Nem tudo são flores…
Imagem do Flickr
Às vezes eu esqueço por que assinei determinados fides que estão no meu Google Reader. Hoje lembrei por que eu assino o Caso de Polícia ao ler a crônica Da Turma do Microondas.
Talvez eu viva em alguma sorte de “bolha”, sei lá. Ou talvez eu assista CSI e Law & Order em excesso, e ache que os criminosos não são tão FDPs quanto eles realmente são.
O trecho da crônica que mais me impressionou foi o seguinte.
Os traficantes do Rio, como todos sabem, mantêm um tribunal informal, no qual julgam seus desafetos, e uma das penas (a mais comum) é a morte no microondas. Pega-se o infeliz devidamente amarrado, e o enfia em um buraco, normalmente uma pequena caverna de pedra nas encostas dos morros, joga-se combustível e taca fogo. Uma morte agonizante destinada aos traficantes rivais ou policiais eventualmente seqüestrados durante assaltos.
Puxa, vida! E ainda tem gente dizendo que algo de estranho acontece!
Exceto pela erradicação da peste negra e pelo advento do Google, as diferenças entre o Século XXI e a Idade Média até nem são tão grandes assim.

Agradeço a menção amigo, fico muito contente quando algum blog que não seja voltado para tema policial lembra de nós. Grande abraço!

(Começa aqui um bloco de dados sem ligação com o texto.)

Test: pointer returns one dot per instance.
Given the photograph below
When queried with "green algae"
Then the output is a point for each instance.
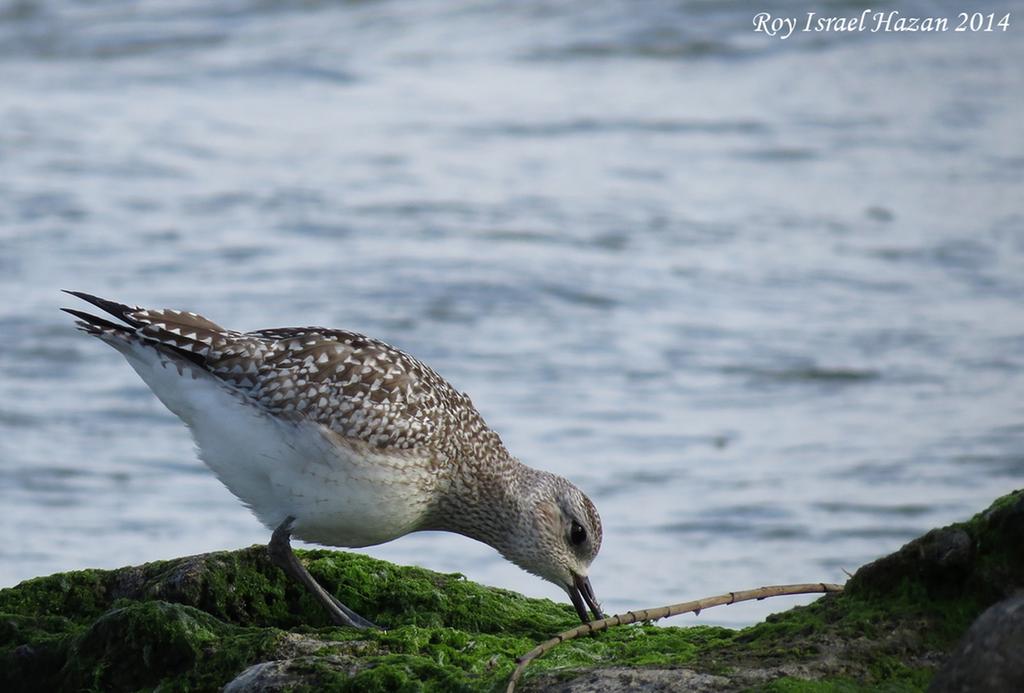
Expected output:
(195, 623)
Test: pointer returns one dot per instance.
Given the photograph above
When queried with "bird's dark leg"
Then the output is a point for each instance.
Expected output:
(282, 555)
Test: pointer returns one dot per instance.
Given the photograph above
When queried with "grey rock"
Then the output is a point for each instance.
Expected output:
(991, 655)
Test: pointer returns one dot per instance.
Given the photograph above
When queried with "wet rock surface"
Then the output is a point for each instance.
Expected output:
(231, 618)
(991, 655)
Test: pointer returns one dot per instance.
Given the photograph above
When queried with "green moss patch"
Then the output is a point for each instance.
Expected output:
(197, 622)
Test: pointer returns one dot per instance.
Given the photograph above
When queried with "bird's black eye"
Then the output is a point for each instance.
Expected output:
(578, 534)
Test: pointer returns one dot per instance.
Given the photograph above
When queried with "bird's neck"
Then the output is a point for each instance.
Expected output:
(487, 502)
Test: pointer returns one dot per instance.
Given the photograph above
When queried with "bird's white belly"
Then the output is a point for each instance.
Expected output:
(340, 492)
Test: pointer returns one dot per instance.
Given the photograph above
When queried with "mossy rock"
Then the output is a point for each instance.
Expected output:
(232, 618)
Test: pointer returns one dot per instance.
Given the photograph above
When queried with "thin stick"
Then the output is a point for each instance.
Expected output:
(664, 612)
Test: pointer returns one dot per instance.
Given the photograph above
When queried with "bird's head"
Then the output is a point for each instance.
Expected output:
(564, 536)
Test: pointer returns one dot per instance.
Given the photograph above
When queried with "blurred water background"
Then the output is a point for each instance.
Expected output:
(762, 299)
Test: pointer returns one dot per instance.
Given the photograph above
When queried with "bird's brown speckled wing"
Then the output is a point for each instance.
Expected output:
(358, 387)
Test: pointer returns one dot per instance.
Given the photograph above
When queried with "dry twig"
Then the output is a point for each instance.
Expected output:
(664, 612)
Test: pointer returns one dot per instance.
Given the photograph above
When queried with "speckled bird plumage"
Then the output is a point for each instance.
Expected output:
(355, 439)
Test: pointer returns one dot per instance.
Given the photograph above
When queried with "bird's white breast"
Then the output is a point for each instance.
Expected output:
(341, 492)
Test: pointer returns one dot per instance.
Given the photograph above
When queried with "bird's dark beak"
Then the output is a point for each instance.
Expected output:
(583, 596)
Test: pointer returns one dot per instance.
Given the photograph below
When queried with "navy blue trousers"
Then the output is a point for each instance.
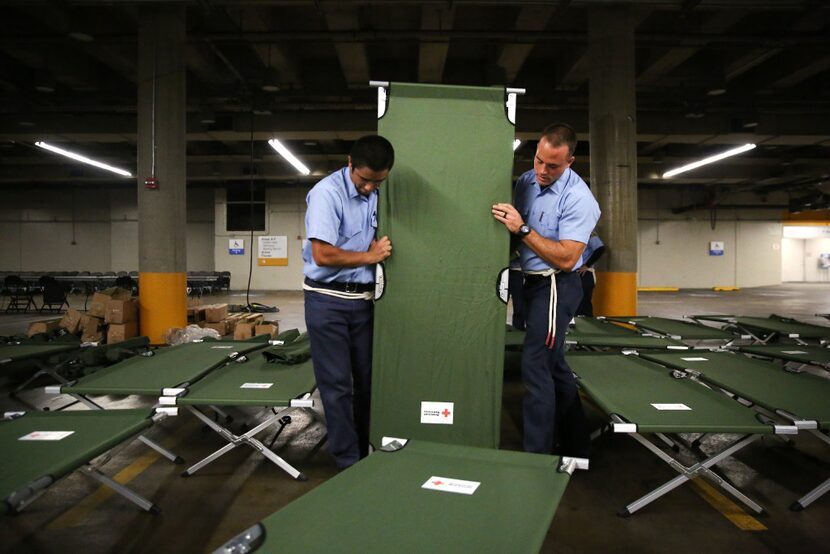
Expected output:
(341, 351)
(552, 412)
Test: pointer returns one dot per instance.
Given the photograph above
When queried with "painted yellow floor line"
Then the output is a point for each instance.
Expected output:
(79, 512)
(729, 509)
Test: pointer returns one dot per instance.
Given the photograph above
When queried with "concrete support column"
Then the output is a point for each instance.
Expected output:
(162, 213)
(613, 134)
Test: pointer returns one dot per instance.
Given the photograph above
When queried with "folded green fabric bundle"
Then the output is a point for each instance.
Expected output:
(296, 348)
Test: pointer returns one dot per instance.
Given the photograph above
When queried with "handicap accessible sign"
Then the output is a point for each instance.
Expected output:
(236, 247)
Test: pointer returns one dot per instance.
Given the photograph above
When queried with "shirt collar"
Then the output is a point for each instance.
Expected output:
(351, 189)
(557, 185)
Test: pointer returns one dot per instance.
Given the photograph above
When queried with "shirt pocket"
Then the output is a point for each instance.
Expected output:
(551, 225)
(350, 229)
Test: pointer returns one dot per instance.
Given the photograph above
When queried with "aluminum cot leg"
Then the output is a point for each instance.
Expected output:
(701, 468)
(129, 494)
(247, 438)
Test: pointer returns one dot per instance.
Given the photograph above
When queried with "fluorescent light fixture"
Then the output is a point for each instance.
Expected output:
(82, 159)
(710, 159)
(289, 157)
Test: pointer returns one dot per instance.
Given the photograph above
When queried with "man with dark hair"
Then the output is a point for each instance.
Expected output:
(553, 214)
(339, 265)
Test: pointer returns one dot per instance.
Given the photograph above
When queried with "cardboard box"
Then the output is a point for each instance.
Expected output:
(71, 321)
(121, 311)
(219, 326)
(92, 328)
(98, 304)
(119, 332)
(243, 330)
(215, 313)
(269, 328)
(196, 314)
(42, 326)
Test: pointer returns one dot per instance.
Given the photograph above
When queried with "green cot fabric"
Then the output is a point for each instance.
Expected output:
(236, 384)
(791, 352)
(93, 434)
(169, 367)
(675, 329)
(440, 327)
(294, 351)
(783, 326)
(12, 353)
(589, 326)
(379, 505)
(629, 387)
(807, 396)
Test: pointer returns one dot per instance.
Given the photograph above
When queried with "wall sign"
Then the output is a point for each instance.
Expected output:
(236, 247)
(273, 251)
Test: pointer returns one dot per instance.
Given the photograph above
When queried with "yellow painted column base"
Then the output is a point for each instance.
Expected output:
(615, 293)
(162, 303)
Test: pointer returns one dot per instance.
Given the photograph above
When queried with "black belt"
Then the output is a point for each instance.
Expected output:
(341, 287)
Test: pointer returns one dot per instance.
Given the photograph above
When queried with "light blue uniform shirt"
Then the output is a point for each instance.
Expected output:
(341, 216)
(564, 210)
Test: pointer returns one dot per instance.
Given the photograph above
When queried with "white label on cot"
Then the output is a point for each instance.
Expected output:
(440, 413)
(445, 484)
(671, 406)
(46, 436)
(256, 385)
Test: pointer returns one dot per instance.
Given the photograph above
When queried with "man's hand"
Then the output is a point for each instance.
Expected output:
(508, 216)
(380, 249)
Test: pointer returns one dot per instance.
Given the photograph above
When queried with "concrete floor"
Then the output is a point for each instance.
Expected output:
(200, 512)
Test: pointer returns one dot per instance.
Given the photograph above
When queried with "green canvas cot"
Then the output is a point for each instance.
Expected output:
(439, 326)
(422, 497)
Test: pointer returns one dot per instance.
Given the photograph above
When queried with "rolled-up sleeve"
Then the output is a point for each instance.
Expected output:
(322, 218)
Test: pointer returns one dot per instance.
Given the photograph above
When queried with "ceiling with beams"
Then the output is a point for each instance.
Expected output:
(710, 74)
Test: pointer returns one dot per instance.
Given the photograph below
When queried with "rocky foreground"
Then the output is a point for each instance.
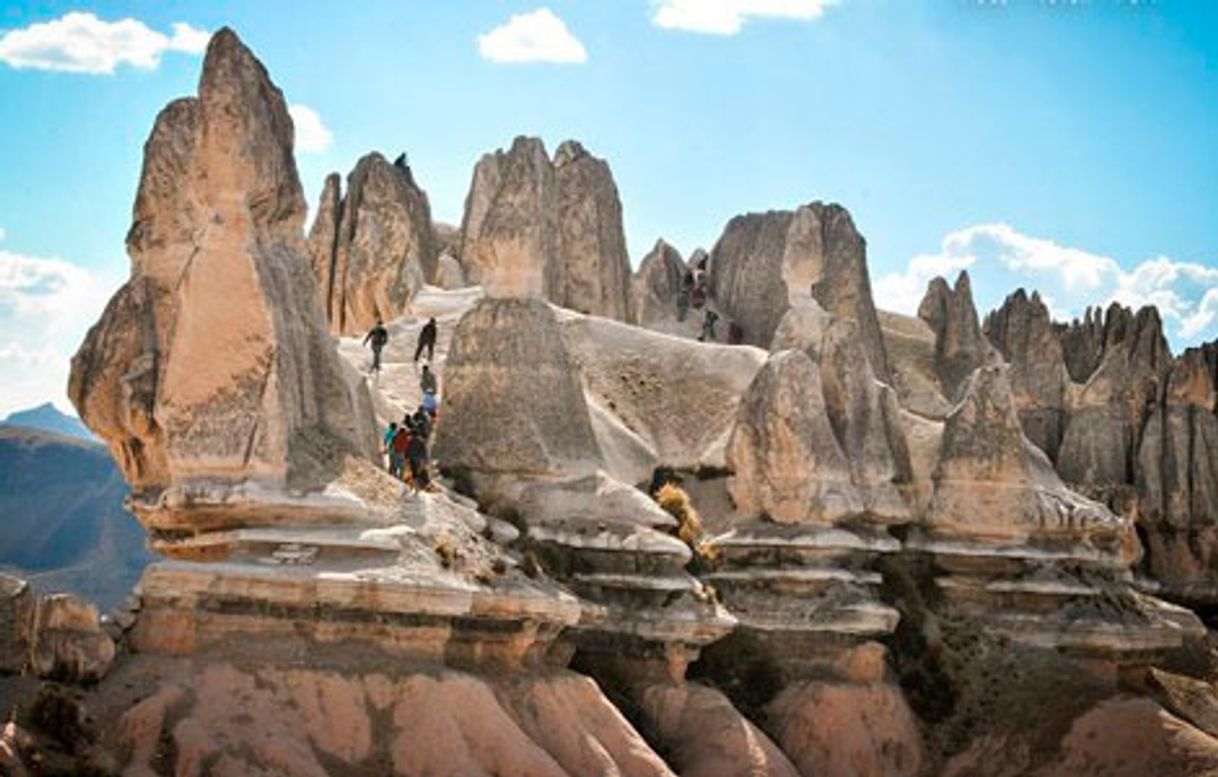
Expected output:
(900, 546)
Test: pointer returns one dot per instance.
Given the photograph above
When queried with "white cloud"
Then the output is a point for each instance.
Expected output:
(46, 306)
(80, 43)
(1000, 258)
(535, 37)
(726, 17)
(312, 137)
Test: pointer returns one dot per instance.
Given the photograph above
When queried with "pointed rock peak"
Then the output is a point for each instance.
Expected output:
(570, 151)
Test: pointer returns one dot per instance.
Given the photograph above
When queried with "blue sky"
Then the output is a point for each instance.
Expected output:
(1066, 146)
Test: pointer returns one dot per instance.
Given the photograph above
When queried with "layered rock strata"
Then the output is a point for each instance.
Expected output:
(765, 262)
(549, 229)
(373, 250)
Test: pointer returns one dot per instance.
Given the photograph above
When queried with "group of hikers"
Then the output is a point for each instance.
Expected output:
(693, 294)
(406, 443)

@Eduardo: blogs bons são pra ser mencionados sempre.
Sim! O mundo vai acabar em breve…
Agradeço Janio!
Fernando, tem aquele ditado “o último a sair que apague a luz”. Quando leio sobre o Rio de Janeiro de antigamente, e fazendo uma comparação com a atualidade, eu penso “o primeiro que chegar que acenda a luz”. Tirando as belezas naturais, não sei como o Rio conseguiu essa fama de “Cidade Maravilhosa”… se o foi um dia, ou não entrou nos livros de história, ou foi pela perspectiva de músicos e poetas…
obs: sou carioca e nunca morei fora do Rio. Mas quero… aqui parece que está num caminho sem volta.